L'enfant est davantage exposé que les adultes au mésusage des médicaments. Même si les conséquences sont presque toujours favorables, elles sont néanmoins pénibles pour l'enfant.

Qu'entend-on par " erreur d'utilisation d'un médicament " ?

« Toute erreur qui empêche le patient de recevoir le médicament adéquat, à la posologie correcte, à l'horaire préconisé et par la bonne voie d'administration. »

Pourquoi l'enfant est-il plus souvent exposé ?

  • Les parents constituent un intermédiaire supplémentaire entre le prescripteur, le pharmacien et le patient.
  • L'automédication est fréquente en raison de nombreuses affections d'aspect identique, souvent bénignes, se succédant durant l'enfance (plutôt que de consulter encore une fois son médecin, on ressort les médicaments restant, prescrits le mois dernier).
  • Il existe peu de formes galéniques propres à l'enfant, d'où une grande fréquence des prescriptions non conformes à l'autorisation de mise sur le marché (AMM).

Selon une étude réalisée en collaboration avec les Centres Anti-poisons, en six mois, 1.108 erreurs d'utilisation médicamenteuse chez les enfants ont été recensées. Ces erreurs ont été symptomatiques chez 17% d'entre eux : manifestations neurologiques (38%), digestives (34%), cardiaques (7%) ou autres. Ces petits patients ont en moyenne trois ans.

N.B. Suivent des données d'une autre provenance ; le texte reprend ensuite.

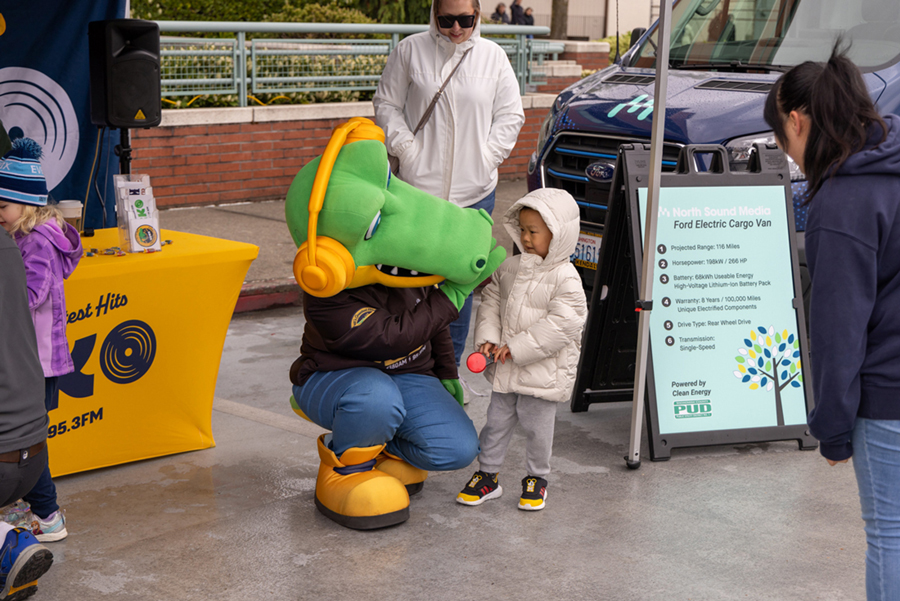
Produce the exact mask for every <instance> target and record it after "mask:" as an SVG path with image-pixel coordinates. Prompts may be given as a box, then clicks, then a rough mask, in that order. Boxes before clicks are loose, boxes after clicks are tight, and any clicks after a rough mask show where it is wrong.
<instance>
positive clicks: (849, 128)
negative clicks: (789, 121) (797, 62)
mask: <svg viewBox="0 0 900 601" xmlns="http://www.w3.org/2000/svg"><path fill="white" fill-rule="evenodd" d="M848 49H849V46H845V45H844V42H843V40H842V39H841V38H838V40H837V41H836V42H835V44H834V47H833V48H832V51H831V57H830V58H829V59H828V62H827V63H815V62H812V61H806V62H805V63H802V64H800V65H797V66H796V67H794V68H793V69H791V70H790V71H788V72H787V73H785V74H784V75H782V76H781V77H779V78H778V81H776V82H775V85H773V86H772V89H771V90H770V91H769V95H768V97H767V98H766V106H765V109H764V111H763V117H764V118H765V120H766V123H768V124H769V126H770V127H771V128H772V130H773V131H774V133H775V138H776V139H777V140H778V142H779V143H780V144H781V145H782V146H784V140H785V119H786V118H787V116H788V115H789V114H790V113H791V111H797V112H800V113H803V114H805V115H807V116H808V117H809V119H810V124H811V125H810V130H809V137H808V138H807V141H806V148H805V149H804V151H803V170H804V171H805V175H806V179H807V182H808V183H809V185H808V187H807V192H806V202H809V201H810V200H811V199H812V197H813V196H815V194H816V192H818V191H819V189H820V188H821V187H822V184H824V183H825V180H826V179H827V178H829V177H830V176H831V175H833V174H834V173H835V172H837V170H838V169H840V168H841V165H843V164H844V162H845V161H846V160H847V159H848V158H849V157H850V155H851V154H853V153H855V152H859V151H860V150H862V149H863V147H864V146H865V144H866V141H867V140H868V138H869V135H870V128H871V127H872V125H874V124H877V125H878V126H879V127H881V132H882V134H881V139H880V140H879V141H878V143H879V144H880V143H881V142H884V140H885V138H886V137H887V125H886V124H885V122H884V120H883V119H882V118H881V115H879V114H878V111H877V110H876V109H875V105H874V104H873V103H872V99H871V98H870V97H869V92H868V91H867V90H866V84H865V82H863V79H862V75H861V74H860V72H859V69H858V68H857V67H856V65H854V64H853V62H852V61H851V60H850V59H849V58H847V50H848Z"/></svg>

  • La personne à l'origine de l'erreur est : la famille (dans 87% des cas), le pharmacien (4%), le médecin (3%) ou l'infirmière (1%).
  • L'origine du mésusage est : une automédication (dans 31% des cas), une mauvaise exécution de la prescription (30%), une erreur de délivrance (3%), une incompréhension de l'ordonnance (2%), une mauvaise rédaction de l'ordonnance (1%).
  • Le type d'erreur concerne : la posologie (31%), le médicament (30% - le plus souvent en raison d'une automédication), le dosage administré (15%), la voie d'administration (11%), le non-respect des contre-indications dues à l'âge (4%), la forme galénique (2%), la vitesse d'administration (1,5%), la dilution (1%). Les erreurs de posologie surviennent surtout avec la voie orale (80%), notamment avec les solutions, les gouttes et les sirops (si le goût est apprécié, on en prend un peu plus en se disant qu'on guérira plus vite, s'il n'est pas apprécié, on en prend un peu moins pensant que l'effet sera suffisant). Les erreurs de médicament et de voie d'administration se rencontrent plutôt avec les solutions pour usage externe (29%) et les solutions pour inhalation (19%), administrées de façon erronées par voie orale (73%). Le suppositoire est la forme galénique entraînant le plus d'erreurs, certainement parce qu'il ne permet pas un fractionnement, qu'il est souvent prescrit chez l'enfant en raison de son utilité lors de vomissements ou du refus de prise parce que son mode d'administration le banalise. Viennent ensuite les sirops, les formes orales solides et les gouttes ORL (à usage externe), fréquemment confondues et administrées à la place d'un autre médicament, donc par une voie d'administration inadaptée.
Publié par Isabelle Eustache, journaliste santé le Mardi 29 Octobre 2002 : 01h00
Source : Conférence de presse, Combattre le mésusage du médicament en pédiatrie, Pr Elisabeth Autrer-Leca (Tours), Dr Daniel Vasmant (Groupe Médicament, SNIP), Micheline Bernard-Harlaud (Conseil national des associations familles laïques), 21 octobre 2002. Les erreurs d'utilisation des médicaments en pédiatrie : étude française prospective, Dr Annie-Pierre Jonville, Pr Elisabeth Autret, Service de Pharmacologie Clinique - Centre Anti-Poisons, CHRU Bretonneau - Tours, octobre 2002.